In a video of the [Shopper's Concierge demo](http://www.youtube.com/watch?v=LwHPYyw7u6U), the multimodal Bidi-streaming feature significantly improve the user experience of e-commerce by enabling a faster and more intuitive shopping experience. The combination of conversational understanding and rapid, parallelized searching culminates in advanced capabilities like virtual try-on, boosting buyer confidence and reducing the friction of online shopping.
Also, there are many possible real-world applications for Bidi-streaming:
#### Customer Service & Contact Centers
This is the most direct application. The technology can create sophisticated virtual agents that go far beyond traditional chatbots.
- Use case: A customer calls a retail company's support line about a defective product.
- Multimodality (video): The customer can say, "My coffee machine is leaking from the bottom, let me show you." They can then use their phone's camera to stream live video of the issue. The AI agent can use its vision capabilities to identify the model and the specific point of failure.
- Live Interaction & Interruption: If the agent says, "Okay, I'm processing a return for your Model X coffee maker," the customer can interrupt with, "No, wait, it's the Model Y Pro," and the agent can immediately correct its course without restarting the conversation.
#### E-commerce & Personalized Shopping
The agent can act as a live, interactive personal shopper, enhancing the online retail experience.
- Use Case: A user is browsing a fashion website and wants styling advice.
- Multimodality (Voice & Image): The user can hold up a piece of clothing to their webcam and ask, "Can you find me a pair of shoes that would go well with these pants?" The agent analyzes the color and style of the pants.
- Live Interaction: The conversation can be a fluid back-and-forth: "Show me something more casual." ... "Okay, how about these sneakers?" ... "Perfect, add the blue ones in size 10 to my cart."
#### Field Service & Technical Assistance
Technicians working on-site can use a hands-free, voice-activated assistant to get real-time help.
- Use Case: An HVAC technician is on-site trying to diagnose a complex commercial air conditioning unit.
- Multimodality (Video & Voice): The technician, wearing smart glasses or using a phone, can stream their point-of-view to the AI agent. They can ask, "I'm hearing a strange noise from this compressor. Can you identify it and pull up the diagnostic flowchart for this model?"
- Live Interaction: The agent can guide the technician step-by-step, and the technician can ask clarifying questions or interrupt at any point without taking their hands off their tools.
#### Healthcare & Telemedicine
The agent can serve as a first point of contact for patient intake, triage, and basic consultations.
- Use Case: A patient uses a provider's app for a preliminary consultation about a skin condition.

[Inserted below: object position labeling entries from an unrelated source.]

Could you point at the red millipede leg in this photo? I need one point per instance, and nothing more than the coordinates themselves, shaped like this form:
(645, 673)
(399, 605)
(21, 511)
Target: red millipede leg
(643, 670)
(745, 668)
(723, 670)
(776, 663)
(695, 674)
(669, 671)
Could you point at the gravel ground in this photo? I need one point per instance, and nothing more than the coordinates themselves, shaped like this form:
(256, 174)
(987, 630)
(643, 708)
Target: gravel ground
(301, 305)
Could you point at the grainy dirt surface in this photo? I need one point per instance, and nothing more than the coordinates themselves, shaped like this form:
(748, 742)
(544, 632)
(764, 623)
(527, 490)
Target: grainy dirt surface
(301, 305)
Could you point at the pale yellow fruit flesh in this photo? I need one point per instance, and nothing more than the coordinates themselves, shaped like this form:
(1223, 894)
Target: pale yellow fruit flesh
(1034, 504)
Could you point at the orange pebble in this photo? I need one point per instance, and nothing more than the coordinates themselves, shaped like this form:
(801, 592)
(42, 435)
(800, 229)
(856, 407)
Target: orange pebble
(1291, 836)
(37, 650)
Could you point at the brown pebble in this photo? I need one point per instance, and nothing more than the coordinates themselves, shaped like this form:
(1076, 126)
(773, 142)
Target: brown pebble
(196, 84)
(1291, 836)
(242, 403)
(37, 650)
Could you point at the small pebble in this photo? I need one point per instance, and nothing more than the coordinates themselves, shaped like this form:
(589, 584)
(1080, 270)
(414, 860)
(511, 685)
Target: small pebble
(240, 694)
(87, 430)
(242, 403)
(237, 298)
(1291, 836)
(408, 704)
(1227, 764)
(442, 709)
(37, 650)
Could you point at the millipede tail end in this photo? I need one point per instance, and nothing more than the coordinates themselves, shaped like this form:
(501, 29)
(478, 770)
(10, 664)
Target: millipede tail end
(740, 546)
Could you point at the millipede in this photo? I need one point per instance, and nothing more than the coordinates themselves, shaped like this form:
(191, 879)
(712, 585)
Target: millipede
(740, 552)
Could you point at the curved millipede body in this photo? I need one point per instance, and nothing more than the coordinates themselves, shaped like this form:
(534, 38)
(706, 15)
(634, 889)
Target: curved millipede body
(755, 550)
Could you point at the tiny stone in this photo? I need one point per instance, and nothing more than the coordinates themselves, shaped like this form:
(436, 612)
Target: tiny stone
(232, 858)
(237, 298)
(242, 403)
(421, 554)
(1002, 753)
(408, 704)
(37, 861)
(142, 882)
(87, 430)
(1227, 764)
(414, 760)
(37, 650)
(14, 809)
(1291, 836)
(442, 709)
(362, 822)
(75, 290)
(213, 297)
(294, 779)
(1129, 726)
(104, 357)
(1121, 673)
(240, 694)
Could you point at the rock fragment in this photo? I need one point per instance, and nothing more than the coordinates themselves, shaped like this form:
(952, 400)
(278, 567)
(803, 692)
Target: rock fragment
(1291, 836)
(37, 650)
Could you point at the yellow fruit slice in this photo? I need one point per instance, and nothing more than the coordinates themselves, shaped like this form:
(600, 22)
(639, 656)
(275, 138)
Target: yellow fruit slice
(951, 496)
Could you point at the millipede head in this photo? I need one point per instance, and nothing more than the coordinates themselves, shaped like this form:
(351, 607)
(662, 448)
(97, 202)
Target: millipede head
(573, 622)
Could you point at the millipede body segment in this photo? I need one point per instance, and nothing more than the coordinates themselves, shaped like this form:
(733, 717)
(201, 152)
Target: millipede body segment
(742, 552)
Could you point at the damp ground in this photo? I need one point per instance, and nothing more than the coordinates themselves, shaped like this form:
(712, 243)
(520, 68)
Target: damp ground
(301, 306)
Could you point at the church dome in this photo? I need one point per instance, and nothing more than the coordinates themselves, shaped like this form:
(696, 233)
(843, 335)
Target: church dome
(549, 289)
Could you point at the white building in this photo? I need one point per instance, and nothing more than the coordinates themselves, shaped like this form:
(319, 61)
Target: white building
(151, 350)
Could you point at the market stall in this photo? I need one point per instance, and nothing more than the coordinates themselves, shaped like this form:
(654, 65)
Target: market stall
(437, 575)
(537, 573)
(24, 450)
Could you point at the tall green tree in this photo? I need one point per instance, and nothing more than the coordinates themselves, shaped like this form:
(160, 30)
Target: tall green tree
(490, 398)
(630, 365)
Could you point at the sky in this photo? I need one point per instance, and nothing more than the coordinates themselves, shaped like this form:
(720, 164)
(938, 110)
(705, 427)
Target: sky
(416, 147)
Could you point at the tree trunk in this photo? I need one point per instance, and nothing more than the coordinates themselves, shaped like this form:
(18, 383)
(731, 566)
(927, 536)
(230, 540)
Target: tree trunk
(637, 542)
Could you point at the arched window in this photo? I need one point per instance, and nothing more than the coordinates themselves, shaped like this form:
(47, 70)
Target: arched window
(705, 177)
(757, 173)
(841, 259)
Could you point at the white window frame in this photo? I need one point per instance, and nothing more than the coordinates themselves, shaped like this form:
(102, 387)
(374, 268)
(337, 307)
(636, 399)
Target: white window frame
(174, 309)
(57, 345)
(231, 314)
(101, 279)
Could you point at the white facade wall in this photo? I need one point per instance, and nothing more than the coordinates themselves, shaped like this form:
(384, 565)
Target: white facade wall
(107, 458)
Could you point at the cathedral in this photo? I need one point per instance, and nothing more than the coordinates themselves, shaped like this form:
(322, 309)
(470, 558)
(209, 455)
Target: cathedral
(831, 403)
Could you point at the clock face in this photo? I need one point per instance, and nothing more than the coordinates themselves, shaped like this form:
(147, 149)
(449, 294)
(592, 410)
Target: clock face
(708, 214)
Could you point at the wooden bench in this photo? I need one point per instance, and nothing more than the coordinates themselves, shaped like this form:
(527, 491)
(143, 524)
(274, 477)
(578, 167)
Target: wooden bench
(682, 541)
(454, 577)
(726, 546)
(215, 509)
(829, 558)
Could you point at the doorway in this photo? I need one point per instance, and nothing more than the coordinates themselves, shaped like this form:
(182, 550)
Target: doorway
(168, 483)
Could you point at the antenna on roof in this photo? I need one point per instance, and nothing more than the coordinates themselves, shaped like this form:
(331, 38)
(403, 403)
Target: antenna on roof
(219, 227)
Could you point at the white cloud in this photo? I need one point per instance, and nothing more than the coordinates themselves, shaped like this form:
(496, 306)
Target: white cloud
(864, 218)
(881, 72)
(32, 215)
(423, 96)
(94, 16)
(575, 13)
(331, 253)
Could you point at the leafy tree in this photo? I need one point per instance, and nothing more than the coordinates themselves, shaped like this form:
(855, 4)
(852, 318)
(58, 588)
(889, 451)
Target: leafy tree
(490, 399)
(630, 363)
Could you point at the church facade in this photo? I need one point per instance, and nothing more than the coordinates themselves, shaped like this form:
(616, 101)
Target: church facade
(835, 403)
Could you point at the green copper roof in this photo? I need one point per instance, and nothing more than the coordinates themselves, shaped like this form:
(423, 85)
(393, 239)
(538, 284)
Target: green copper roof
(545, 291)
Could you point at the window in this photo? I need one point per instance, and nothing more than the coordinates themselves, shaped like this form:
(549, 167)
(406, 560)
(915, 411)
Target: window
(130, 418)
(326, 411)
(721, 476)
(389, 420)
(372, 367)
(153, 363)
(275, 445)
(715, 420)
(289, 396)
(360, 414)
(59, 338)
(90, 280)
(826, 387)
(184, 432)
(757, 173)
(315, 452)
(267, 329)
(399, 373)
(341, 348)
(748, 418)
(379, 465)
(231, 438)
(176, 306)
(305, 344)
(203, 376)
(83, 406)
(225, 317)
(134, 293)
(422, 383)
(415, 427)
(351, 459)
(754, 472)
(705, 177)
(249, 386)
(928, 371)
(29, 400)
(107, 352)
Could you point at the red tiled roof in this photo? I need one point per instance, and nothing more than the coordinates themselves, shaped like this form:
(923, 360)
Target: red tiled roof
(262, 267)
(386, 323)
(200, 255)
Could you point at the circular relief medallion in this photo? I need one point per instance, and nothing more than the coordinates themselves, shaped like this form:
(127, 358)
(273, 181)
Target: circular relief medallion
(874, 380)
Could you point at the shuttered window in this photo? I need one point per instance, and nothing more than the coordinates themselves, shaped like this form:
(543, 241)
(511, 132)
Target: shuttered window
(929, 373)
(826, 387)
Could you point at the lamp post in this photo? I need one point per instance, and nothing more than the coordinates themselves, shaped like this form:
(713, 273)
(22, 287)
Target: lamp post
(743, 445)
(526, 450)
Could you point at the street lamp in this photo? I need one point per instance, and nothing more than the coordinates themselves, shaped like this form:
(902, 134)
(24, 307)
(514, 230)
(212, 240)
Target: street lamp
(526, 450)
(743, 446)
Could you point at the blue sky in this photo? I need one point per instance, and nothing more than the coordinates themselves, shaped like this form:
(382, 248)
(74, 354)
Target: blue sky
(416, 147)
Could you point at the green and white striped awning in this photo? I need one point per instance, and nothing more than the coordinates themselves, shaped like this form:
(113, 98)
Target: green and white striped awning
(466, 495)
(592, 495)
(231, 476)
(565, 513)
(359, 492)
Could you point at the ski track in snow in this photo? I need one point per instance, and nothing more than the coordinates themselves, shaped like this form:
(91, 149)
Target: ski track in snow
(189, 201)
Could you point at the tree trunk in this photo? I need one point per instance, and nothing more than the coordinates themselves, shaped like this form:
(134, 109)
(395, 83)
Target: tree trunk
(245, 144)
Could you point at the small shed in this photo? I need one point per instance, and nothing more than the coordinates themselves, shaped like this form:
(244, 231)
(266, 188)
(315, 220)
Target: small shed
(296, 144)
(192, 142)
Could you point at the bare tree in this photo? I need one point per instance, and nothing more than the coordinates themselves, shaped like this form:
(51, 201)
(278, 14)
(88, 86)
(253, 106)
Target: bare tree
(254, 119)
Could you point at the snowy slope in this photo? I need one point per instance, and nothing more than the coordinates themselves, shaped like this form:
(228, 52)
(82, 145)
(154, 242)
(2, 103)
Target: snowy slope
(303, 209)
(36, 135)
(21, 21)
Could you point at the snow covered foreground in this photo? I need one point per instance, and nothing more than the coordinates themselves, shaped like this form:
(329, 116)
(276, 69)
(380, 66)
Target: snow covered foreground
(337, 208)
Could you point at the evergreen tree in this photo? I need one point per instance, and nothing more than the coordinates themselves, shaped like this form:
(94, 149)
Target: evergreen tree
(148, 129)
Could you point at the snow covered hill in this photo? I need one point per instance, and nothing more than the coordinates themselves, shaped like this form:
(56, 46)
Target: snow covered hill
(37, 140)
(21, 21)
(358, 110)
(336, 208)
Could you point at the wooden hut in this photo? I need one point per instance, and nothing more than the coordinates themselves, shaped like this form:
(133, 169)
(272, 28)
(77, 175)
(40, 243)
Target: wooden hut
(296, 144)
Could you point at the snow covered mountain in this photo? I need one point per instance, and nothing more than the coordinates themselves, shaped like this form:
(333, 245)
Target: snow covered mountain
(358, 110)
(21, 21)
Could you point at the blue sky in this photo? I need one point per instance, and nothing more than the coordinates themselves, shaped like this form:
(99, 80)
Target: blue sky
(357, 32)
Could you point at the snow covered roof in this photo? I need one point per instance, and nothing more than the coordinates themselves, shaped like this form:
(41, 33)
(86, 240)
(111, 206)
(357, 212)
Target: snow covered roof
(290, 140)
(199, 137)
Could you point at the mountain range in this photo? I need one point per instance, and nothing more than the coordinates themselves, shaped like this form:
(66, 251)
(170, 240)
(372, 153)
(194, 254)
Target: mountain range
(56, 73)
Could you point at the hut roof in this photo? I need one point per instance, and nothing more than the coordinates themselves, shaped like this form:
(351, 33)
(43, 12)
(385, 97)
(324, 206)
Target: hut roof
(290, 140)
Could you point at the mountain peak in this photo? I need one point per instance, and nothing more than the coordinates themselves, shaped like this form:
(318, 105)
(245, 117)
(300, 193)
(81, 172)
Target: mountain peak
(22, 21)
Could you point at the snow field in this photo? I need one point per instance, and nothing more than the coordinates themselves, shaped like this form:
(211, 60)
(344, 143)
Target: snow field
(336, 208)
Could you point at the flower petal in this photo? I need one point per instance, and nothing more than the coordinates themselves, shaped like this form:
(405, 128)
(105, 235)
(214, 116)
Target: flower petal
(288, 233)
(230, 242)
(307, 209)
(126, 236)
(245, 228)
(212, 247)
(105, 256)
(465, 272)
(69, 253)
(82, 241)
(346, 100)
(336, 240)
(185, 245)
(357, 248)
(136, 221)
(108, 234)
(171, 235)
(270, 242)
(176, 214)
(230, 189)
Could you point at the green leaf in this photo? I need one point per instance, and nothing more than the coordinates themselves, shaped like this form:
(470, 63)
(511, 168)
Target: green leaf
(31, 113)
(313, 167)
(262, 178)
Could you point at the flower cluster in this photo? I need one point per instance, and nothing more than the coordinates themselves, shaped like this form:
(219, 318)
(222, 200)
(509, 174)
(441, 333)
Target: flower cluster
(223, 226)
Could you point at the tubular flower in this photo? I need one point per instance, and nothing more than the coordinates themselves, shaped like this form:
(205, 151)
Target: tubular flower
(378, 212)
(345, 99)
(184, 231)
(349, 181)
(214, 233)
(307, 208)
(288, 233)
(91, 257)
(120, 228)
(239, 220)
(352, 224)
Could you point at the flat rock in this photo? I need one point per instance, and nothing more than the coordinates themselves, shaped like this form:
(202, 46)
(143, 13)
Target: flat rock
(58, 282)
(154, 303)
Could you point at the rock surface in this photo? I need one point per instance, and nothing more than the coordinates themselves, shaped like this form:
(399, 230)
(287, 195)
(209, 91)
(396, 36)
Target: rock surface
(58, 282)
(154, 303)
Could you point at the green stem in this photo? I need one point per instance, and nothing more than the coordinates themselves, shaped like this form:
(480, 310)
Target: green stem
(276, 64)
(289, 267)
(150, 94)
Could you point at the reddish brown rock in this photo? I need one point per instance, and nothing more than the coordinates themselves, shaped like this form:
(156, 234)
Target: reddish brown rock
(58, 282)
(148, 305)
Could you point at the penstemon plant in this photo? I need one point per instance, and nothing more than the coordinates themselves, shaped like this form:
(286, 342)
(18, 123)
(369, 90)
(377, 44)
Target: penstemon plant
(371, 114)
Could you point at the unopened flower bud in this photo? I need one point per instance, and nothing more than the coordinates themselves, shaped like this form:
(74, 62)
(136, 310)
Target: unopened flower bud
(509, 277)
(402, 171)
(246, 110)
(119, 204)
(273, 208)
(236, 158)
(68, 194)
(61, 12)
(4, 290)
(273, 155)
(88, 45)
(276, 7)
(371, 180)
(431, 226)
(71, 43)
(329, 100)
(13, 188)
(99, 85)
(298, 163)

- Multimodality (Video/Image): The patient can securely share a live video or high-resolution image of a rash. The AI can perform a preliminary analysis and ask clarifying questions.
#### Financial Services & Wealth Management
An agent can provide clients with a secure, interactive, and data-rich way to manage their finances.
- Use Case: A client wants to review their investment portfolio and discuss market trends.
- Multimodality (Screen Sharing): The agent can share its screen to display charts, graphs, and portfolio performance data. The client could also share their screen to point to a specific news article and ask, "What is the potential impact of this event on my tech stocks?"
- Live Interaction: Analyze the client's current portfolio allocation by accessing their account data.Simulate the impact of a potential trade on the portfolio's risk profile.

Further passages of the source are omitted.